The term emotional and behavioral disorder (EBD) is difficult to define because everyone has a different idea of what it means. Before this class, I did not realize that EBD existed. I would have simply referred to the disorder as anxiety disorder, depression, bipolar disorder, or some other diagnosed condition. Do all students that act out in school have a EBD? Probably not, but now I realize that EBD is more complex than that. How do you know when emotional and behavioral problems constitute a disorder?
Even lawmakers have trouble coming up with a good definition of EBD (Yell, Meadows, Drasgow, & Shriner, 2013). In order for a student to receive EBD special education services, they must meet the federal definition for EBD. However the federal definition is vague and ambiguous when it comes to what a “marked degree” is and how long “a long period of time” is. Every person is different and people with EBD are no exception.
I define EBD as someone that has either an emotional or behavioral problem that causes them to have inappropriate actions or thoughts that adversely affect their ability to learn, work, or form meaningful relationships with others. These actions or thoughts happen repeatedly and over the course of several months. This would not include people with depression who have just lost a family member or someone important to them for example, unless it continues for several months and it negatively affects their learning or work. But even that definition is still lacking. The federal definition says EBD does not include people who are “socially maladjusted,” such as people who participate in gang activities. However, I feel like these people need just as much help as someone who has an anxiety disorder.
In any case, I believe many of the conceptual models and risk factors can help us better define EBD. Yell et al. (2013) describe several models including the psychodynamic, psychoeducational, ecological, humanistic, biophysical, behavioral, and cognitive models. I know it can probably be difficult to pinpoint exactly what is causing the EBD, but I think many times it is multiple factors working together. For example, the ecological model states that the poor behavior could be a result of an adverse environment. Risk factors for such an environment could include family risk factors such as having parents in legal trouble, neglect or abuse, or even rejection by family (Yell et. al., 2013).

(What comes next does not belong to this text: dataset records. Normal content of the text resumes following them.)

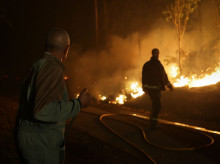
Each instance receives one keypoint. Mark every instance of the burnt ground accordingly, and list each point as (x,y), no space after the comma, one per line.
(80,147)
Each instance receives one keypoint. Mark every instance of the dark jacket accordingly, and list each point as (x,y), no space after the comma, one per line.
(154,75)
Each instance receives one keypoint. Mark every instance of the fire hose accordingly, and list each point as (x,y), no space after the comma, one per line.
(148,141)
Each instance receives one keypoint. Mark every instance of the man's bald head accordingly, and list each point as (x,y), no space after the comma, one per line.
(57,40)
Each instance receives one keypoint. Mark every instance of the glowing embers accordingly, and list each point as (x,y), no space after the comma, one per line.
(198,81)
(121,99)
(103,98)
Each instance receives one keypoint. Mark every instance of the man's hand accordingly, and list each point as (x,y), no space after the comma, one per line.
(84,98)
(170,86)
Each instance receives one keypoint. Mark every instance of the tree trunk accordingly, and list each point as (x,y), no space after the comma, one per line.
(97,26)
(139,43)
(180,55)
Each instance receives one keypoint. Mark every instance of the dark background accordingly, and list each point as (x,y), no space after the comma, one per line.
(24,24)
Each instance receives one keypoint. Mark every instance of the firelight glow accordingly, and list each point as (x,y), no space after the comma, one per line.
(199,81)
(136,90)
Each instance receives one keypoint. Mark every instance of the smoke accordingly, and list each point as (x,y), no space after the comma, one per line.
(104,72)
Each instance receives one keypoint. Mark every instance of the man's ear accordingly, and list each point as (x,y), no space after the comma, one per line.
(66,49)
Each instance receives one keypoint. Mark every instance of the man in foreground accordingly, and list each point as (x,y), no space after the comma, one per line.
(154,79)
(44,106)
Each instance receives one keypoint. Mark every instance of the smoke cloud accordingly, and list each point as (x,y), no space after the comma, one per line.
(104,73)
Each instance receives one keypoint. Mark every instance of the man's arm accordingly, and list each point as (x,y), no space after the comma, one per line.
(165,79)
(58,111)
(51,104)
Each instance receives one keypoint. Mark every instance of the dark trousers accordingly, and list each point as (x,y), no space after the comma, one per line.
(155,96)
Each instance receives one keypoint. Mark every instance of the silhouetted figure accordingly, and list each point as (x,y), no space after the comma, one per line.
(154,79)
(44,106)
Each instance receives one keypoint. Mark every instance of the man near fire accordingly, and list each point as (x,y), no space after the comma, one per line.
(154,79)
(44,106)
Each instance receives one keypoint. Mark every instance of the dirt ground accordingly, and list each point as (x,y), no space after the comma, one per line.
(195,105)
(80,147)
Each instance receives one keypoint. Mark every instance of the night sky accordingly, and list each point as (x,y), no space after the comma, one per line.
(24,24)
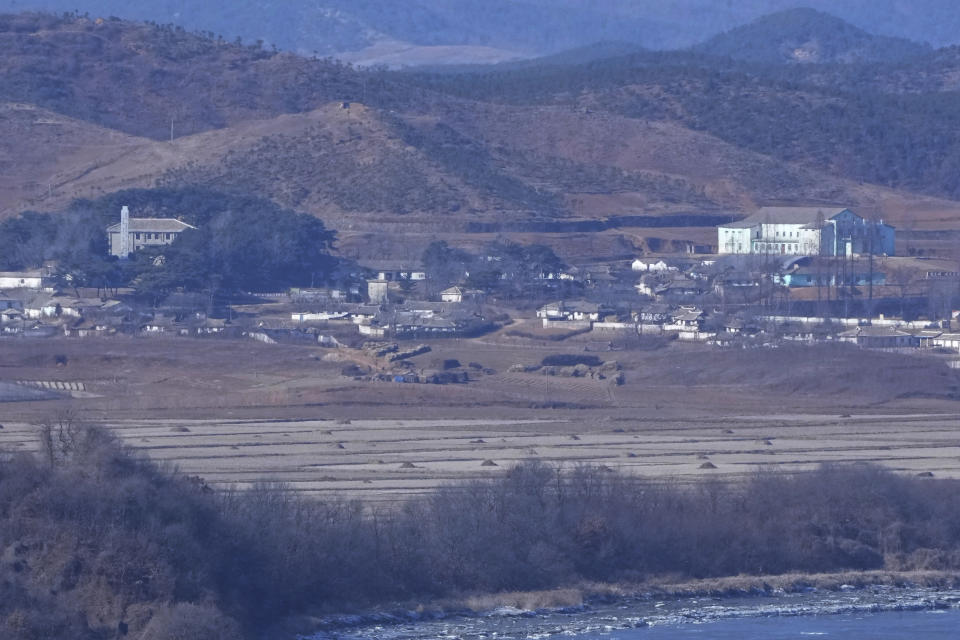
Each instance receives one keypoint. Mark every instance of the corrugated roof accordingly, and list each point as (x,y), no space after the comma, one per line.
(807,216)
(153,225)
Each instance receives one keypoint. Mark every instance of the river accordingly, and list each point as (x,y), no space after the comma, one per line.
(876,613)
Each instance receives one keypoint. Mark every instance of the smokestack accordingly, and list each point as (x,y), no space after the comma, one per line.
(125,248)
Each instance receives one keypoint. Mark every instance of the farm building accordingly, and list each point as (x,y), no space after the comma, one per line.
(453,294)
(879,338)
(133,234)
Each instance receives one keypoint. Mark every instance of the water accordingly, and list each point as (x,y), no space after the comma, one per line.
(877,613)
(928,625)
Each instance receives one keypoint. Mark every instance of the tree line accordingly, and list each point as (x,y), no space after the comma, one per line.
(100,542)
(241,243)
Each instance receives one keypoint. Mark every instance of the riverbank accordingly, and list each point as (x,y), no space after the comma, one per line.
(651,602)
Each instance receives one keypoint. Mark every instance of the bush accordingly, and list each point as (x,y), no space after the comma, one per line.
(187,621)
(571,360)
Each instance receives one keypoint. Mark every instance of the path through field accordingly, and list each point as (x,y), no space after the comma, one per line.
(386,460)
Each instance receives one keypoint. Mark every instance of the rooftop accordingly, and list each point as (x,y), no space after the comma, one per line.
(807,216)
(153,225)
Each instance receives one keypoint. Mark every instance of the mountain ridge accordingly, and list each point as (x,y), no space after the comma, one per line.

Behavior problems could be caused by chemical imbalances in the brain or genetics, which describes the biophysical model. And yet another belief is that behavior stems from social contexts and cause and effect treatment or punishment. All of these different models and risk factors influence my description of EBD. It will be my job as a future elementary teacher to watch out for children who have either been diagnosed with EBD or show signs of having a potential problem.
Reference: Yell, M. L., Meadows, N. B., Drasgow, E., & Shriner, J. G. (2013). Evidence-based practices for educating students with emotional and behavioral disorders (2nd ed.). Upper Saddle River, NJ: Pearson.